Otra respuesta monosilábica, y ni siquiera un «gracias».
–¿Ocurre algo?
Sus ojos azules parecieron oscurecerse mientras negaba con otro monosílabo.
Ella no lo creyó. Parecía un chico malo, oscuro y peligroso. Como un caballero negro. Una inesperada oleada de calor la invadió.
De pronto, las referencias de Henry Davenport dejaron de tener importancia. Ya no eran suficientes para hacer de Gabriel Logan el hombre adecuado para el trabajo… ni para ella.
***
Gabe cerró el puño sobre la llave de la casa. Así no era como había imaginado conseguirla. Sabía que la señorita Larabee escondía una llave en el porche trasero, y había entrado con ella para tomar medidas con su cuadrilla. Ahora tenía su propia llave de la casa, pero no podía olvidar que sería temporalmente. Mientras se guardaba la llave en el bolsillo y con el corazón inundado de tristeza, vio cómo Faith abría la puerta doble de la entrada.

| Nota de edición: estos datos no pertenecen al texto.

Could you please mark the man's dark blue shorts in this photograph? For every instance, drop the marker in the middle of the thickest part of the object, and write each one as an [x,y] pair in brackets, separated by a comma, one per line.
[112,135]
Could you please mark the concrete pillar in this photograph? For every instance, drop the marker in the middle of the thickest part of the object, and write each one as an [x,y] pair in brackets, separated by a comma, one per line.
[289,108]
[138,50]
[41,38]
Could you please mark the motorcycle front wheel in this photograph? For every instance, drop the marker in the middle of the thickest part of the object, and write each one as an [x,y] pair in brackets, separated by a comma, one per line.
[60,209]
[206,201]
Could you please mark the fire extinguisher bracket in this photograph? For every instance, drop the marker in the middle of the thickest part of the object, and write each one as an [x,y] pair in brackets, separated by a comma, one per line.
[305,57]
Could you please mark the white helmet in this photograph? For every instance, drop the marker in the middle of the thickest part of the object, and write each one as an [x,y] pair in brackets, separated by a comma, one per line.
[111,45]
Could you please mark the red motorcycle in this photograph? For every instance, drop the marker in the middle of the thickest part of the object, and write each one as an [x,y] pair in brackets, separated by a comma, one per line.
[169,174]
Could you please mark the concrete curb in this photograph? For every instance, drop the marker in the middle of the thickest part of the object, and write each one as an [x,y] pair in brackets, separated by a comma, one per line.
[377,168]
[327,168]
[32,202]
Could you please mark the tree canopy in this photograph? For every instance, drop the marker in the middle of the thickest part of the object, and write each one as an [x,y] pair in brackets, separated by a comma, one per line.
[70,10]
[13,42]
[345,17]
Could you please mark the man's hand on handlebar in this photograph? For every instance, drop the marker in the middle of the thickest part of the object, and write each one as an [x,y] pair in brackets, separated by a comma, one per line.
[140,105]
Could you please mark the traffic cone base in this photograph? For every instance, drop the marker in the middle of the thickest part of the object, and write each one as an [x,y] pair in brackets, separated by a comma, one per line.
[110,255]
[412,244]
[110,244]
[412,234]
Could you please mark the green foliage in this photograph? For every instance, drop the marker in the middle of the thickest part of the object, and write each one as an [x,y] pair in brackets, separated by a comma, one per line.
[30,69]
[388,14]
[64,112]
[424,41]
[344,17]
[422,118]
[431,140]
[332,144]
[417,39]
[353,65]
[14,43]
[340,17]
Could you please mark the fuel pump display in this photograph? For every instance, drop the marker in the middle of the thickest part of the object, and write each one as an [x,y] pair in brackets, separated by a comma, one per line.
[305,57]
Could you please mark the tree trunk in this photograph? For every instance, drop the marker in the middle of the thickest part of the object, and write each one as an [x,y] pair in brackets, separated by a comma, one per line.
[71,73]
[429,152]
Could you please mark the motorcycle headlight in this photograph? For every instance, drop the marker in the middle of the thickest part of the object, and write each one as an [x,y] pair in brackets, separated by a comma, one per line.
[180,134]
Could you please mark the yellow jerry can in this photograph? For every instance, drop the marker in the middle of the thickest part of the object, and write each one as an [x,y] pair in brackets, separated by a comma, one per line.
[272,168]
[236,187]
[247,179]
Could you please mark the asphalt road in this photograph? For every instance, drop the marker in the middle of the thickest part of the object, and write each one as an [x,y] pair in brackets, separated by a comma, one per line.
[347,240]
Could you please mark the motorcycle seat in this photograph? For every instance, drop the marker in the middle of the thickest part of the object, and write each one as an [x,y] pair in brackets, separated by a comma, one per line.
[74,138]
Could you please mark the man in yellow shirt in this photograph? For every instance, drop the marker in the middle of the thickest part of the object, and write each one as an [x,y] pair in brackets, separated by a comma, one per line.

–Me muero por verla por dentro –dijo, y le temblaba la mano.
–¿No has estado dentro antes?
–No –admitió ella–. Estuve tentada de echar un vistazo anoche, pero para cuando volví de cenar era muy tarde.
Genial, tendría que hacerle de guía.
–Allá vamos –dijo ella con una sonrisa cuando la puerta se abrió.
Las bisagras no chirriaron y Gabe se sintió orgulloso por los años cuidando del mantenimiento de la casa para la señorita Larabee. Había esperado a que llegara el día en que pudiera arreglarlo todo y había llegado por fin, pero lo que debía haber sido un sueño hecho realidad estaba resultando una pesadilla.
Gabe apretó los planos de la casa hasta que el papel crujió, lo que llamó la atención de Faith.
–Creo que estoy un poco nerviosa.
Nerviosa… eso no era nada comparado con lo que él sentía. Llevaba años imaginando ese momento, cruzando el umbral con su esposa en brazos la primera vez que entrasen en su casa.
Pero Faith Starr no era su esposa y la casa no era suya.
–No muerde –dijo él.
–¿Quién? ¿Frank o la casa? –dijo ella, sonriendo.
–Ninguno de los dos.
Ella entró y, por desgracia, la casa no se la tragó para escupirla después. Era su turno.
–¿No vas a entrar? –preguntó Faith.
Un segundo después, tomó aliento y cruzó el umbral.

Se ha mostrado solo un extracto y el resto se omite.